Mrs. Ambrose remembers that, in Dorchester and Roxbury, you could move right through the system and graduate without ever getting an education. Like her friends, she took failure for granted - until one day when her mother told her that they would take advantage of the Metco busing program, which ships kids out of the inner city into suburban Boston schools. She was going to attend Wellesley High.
That school in Wellesley, an affluent town about 10 miles west of Boston, changed Judith Ambrose's life. It's just that simple.
''If it hadn't been for Metco,'' she says, ''I'd probably be out on the street somewhere, following my friends.
''It was a big change,'' she remembers. ''I couldn't get used to it for a year. The students were so pleasant; the teachers were so patient. I was used to having work just thrown at me. But at Wellesley they made sure you did it right.''
Now she is here at Bronx Community College. Her sister-in-law is watching her three children. Her husband's construction job is paying for tuition. And she is grinding away at the business of getting a diploma.

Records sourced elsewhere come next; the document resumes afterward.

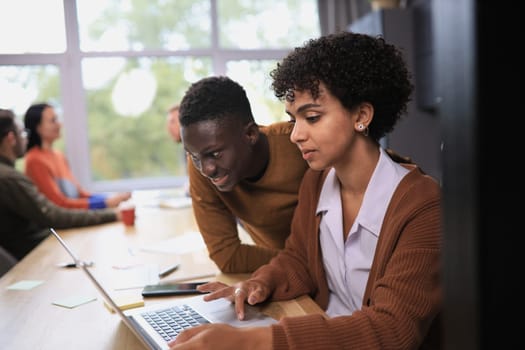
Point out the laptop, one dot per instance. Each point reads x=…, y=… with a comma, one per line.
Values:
x=156, y=324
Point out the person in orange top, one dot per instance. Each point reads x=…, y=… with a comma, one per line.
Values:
x=49, y=168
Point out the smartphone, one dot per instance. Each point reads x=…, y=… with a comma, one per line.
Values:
x=156, y=290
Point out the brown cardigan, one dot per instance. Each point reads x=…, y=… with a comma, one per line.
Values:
x=402, y=299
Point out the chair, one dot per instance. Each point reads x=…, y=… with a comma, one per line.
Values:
x=7, y=261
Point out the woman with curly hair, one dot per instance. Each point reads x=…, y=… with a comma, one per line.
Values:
x=365, y=239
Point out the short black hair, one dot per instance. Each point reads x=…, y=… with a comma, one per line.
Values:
x=7, y=122
x=215, y=98
x=355, y=68
x=32, y=119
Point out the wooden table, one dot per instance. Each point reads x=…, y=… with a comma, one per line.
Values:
x=29, y=320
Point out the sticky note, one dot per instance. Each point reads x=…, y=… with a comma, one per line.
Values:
x=125, y=302
x=24, y=285
x=74, y=301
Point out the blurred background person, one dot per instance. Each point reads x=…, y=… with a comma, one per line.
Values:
x=49, y=168
x=25, y=213
x=172, y=123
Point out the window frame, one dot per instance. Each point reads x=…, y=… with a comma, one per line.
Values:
x=73, y=96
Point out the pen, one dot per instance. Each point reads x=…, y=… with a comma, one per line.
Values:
x=71, y=265
x=169, y=270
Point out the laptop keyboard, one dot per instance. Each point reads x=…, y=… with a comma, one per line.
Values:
x=171, y=321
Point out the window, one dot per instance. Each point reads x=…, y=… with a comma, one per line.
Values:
x=112, y=68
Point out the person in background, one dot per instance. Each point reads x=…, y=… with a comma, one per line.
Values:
x=49, y=169
x=172, y=123
x=240, y=172
x=365, y=241
x=26, y=214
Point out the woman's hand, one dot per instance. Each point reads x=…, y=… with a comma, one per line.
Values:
x=249, y=291
x=219, y=336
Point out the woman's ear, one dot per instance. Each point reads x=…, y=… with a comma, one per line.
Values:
x=251, y=131
x=365, y=114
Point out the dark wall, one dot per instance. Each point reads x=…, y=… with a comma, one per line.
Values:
x=479, y=80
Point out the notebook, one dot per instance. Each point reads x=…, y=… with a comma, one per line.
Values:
x=188, y=312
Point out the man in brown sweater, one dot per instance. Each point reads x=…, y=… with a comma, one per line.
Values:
x=25, y=213
x=240, y=173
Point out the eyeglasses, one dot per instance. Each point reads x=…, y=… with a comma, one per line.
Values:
x=24, y=133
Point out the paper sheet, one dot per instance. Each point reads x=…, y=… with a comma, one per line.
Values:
x=74, y=301
x=186, y=243
x=24, y=285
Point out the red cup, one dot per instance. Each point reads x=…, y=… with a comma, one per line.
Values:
x=128, y=215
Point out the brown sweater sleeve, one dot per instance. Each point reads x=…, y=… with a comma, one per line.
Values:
x=218, y=227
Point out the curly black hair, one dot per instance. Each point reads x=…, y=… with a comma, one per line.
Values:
x=215, y=98
x=33, y=118
x=354, y=68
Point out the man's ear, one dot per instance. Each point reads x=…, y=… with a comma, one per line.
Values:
x=251, y=132
x=365, y=114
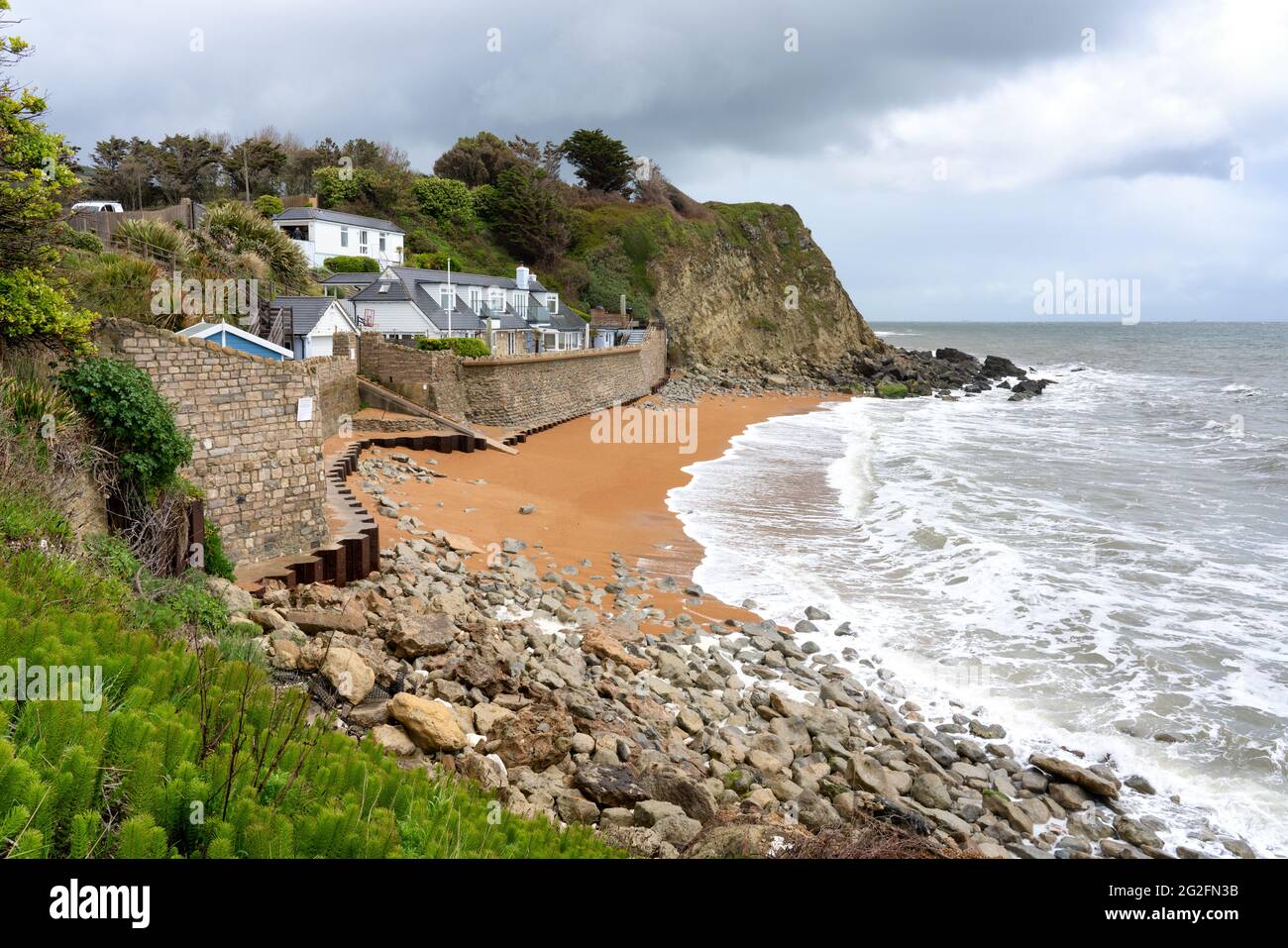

''Sometimes when I get up in the morning, I don't feel like coming,'' she reflects quietly. ''But then I look at my kids, and I know I have to come.''
She sees college as a way to make a better life for her children and herself. ''It's almost impossible to make any money without some kind of diploma,'' she says bluntly. For her purposes, Bronx Community College - with its handy location, moderate entrance requirements, and price advantages - is perfect.
She attends about 12 class periods a week for her major in education. In a typical one, her psychology class, Mrs. Ambrose sits in the front row. On the afternoon of my visit, the professor is moving through a chapter on developmental psychology, covering the required ground without pausing to consider interesting side issues.
Mrs. Ambrose looks neither to the right nor the left. She is trying to grasp the pieces of the puzzle the class will be asked to put back together in a test the next week. To her, it's a hurdle to jump. Nothing more.
And, with few exceptions, that's how students in almost every school visited for this report see much of the class material presented to them.
''The goal is not to get an education,'' Ohio State senior Jonathan Sokobin observes dryly. ''The goal is to pass.''
Change the setting and the course of study and you have in Mrs. Ambrose's psychology class the same basic experience as that in a second-grade reading class or a high school Spanish course. An instructor reels off the required data of his or her specialty. Depending on the degree of inspiration and determination with which the reeling off is done, the minds behind those faces will be either engaged or remote.